Claude Code with Free Models Alternatives without Subscription

Benchmark

Using up your Claude Code limit too much and being throttled? Here are 3 workaround alternatives running Claude Code with Free AI Models. In my recent web pentesting, I analyzed manually and tried to understand the web application as usual via Burp Suite, but while doing that, I used both agentic web pentest AI using Strix + Kimi Model AI (via OpenRouter) and Claude Code.

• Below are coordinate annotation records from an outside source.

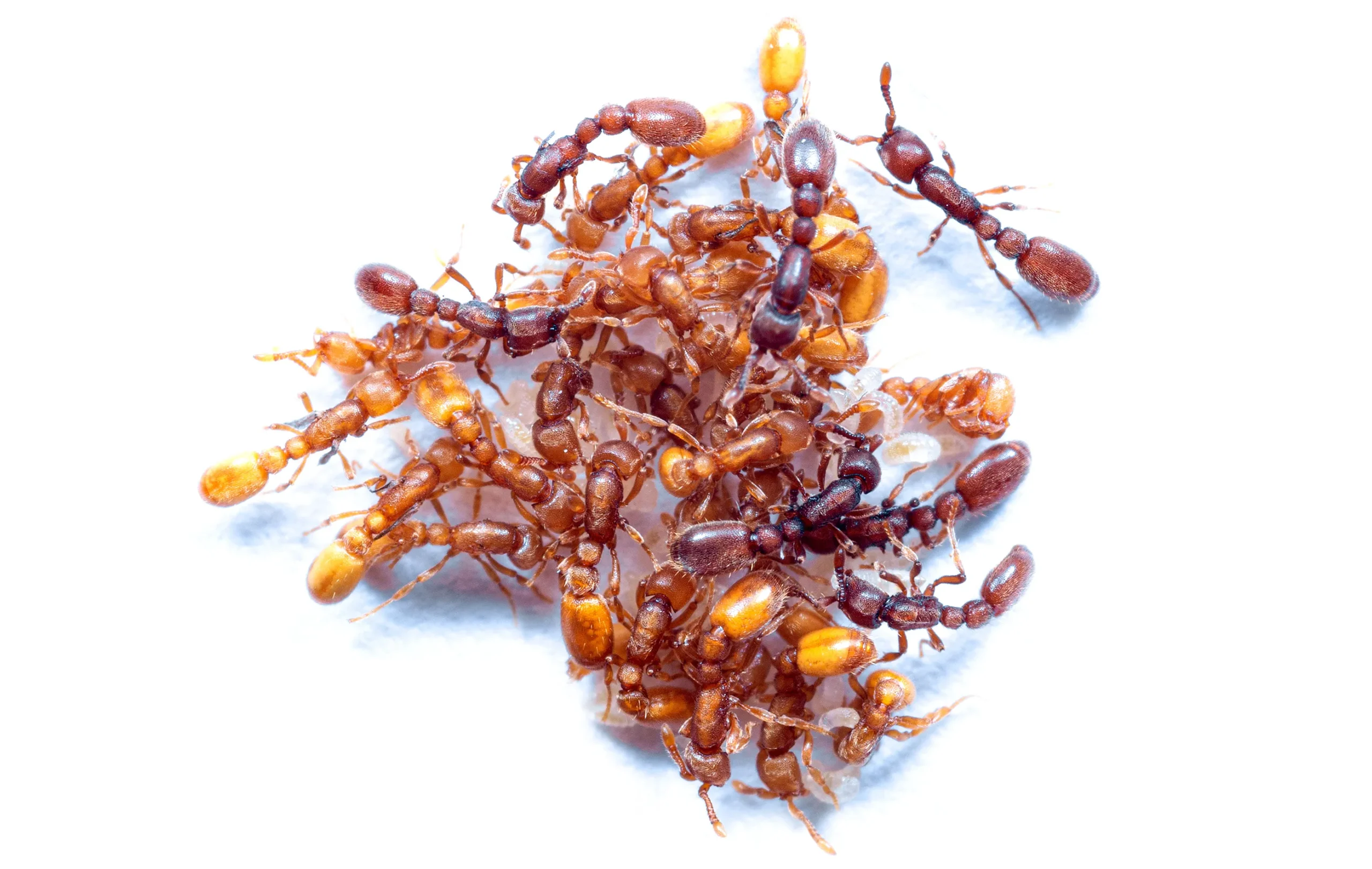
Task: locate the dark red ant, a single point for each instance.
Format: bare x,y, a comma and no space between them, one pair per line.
724,547
1054,270
652,121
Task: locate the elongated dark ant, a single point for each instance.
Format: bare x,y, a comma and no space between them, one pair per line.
1054,270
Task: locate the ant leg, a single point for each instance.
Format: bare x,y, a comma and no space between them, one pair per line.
613,591
934,642
895,493
899,652
940,484
891,184
638,539
483,371
752,791
335,518
859,140
652,420
405,589
856,687
920,725
294,477
670,745
710,811
814,834
739,736
952,168
530,518
1003,189
442,514
295,358
557,236
807,753
784,720
496,578
934,236
1005,282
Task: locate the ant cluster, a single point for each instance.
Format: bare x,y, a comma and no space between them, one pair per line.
777,329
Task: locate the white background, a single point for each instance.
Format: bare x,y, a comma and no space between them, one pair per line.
189,185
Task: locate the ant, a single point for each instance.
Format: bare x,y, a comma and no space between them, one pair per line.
652,121
1054,270
243,476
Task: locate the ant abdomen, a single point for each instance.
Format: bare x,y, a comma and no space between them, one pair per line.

Especially, I let it run while I was sleeping or taking a break to have meals or use the toilet, and these tools continued working. When I returned, I read their generated reports, validated them manually, and chained the vulnerabilities myself if there were any. Though I sometimes asked the AI to do that as well.

I know there are tools to crawl or scrape web JavaScript assets. However, while you’re busy with something else, these tools can at least analyze JavaScript code and find all API endpoints, API keys, secret keys, and so on for you. Unfortunately, either the OpenRouter paid models or the Claude Code subscription limit has been reached and throttled.

If you’re fed up with this, here are a few alternatives. We can route Claude Code to use local NVIDIA NIM models via proxy, Ollama models, or OpenRouter AI instead of Anthropic’s proprietary models, and let the AI continue the work without using your subscription :)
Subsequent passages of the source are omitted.